Luca Belli, professeur à la faculté de droit de la Fondation Getulio Vargas à Rio de Janeiro, a déclaré que l’application d’amendes « semble disproportionnée mais qu’il y a une logique derrière cela ».

« Le problème est [Moraes] « Nous craignons que si n’importe qui pouvait utiliser un VPN, des milliers de fanboys d’Elon Musk les utiliseraient pour se vanter que l’interdiction de X est inutile », a déclaré Belli au Financial Times, ajoutant que le juge était revenu sur une ordonnance antérieure visant à interdire complètement le téléchargement de VPN à partir des magasins Google et Apple.

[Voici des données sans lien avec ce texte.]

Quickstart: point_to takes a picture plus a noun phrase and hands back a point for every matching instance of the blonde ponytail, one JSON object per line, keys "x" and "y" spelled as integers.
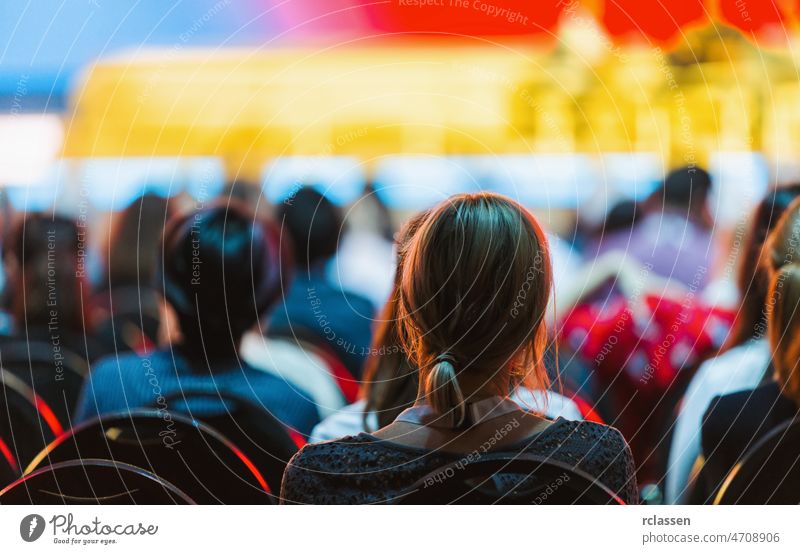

La décision de Moraes de geler les comptes de Starlink, le réseau de satellites d’Elon Musk, a également suscité des inquiétudes. La Cour suprême a refusé de commenter cette décision, mais la presse locale a rapporté qu’elle visait à récupérer les amendes infligées à X.

Arthur Lira, le puissant président de la chambre basse du Congrès, a déclaré lors d’un événement samedi que cette décision « nous cause de l’inquiétude ».

« Ce n’est pas [just] « C’est une préoccupation qui me préoccupe, mais aussi celle des investisseurs et de nombreuses personnes qui font des affaires au Brésil. C’est une préoccupation concernant l’incertitude juridique », a-t-il déclaré.

Bill Ackman, un éminent gestionnaire de fonds spéculatifs américain, dit sur la plateforme:« La fermeture illégale de X et le gel des comptes sur Starlink par le Brésil ont mis le Brésil sur la voie rapide pour devenir un marché non investissable. »

Selon un sondage réalisé en mai par Genial/Quaest, 56 % des Brésiliens estiment que Moraes « dépasse les limites ». 27 % sont en désaccord avec cette affirmation.

Tout en offrant un soutien rhétorique à Moraes, l’ensemble des juges de la Cour suprême semblent conscients de la controverse entourant le juge et ses récentes décisions.

Dans une interview accordée dimanche aux médias locaux, le président du tribunal, Luís Roberto Barroso, a déclaré qu’il pensait que l’enquête de cinq ans menée par le tribunal sur la diffusion de fausses nouvelles sur les réseaux sociaux toucherait bientôt à sa fin.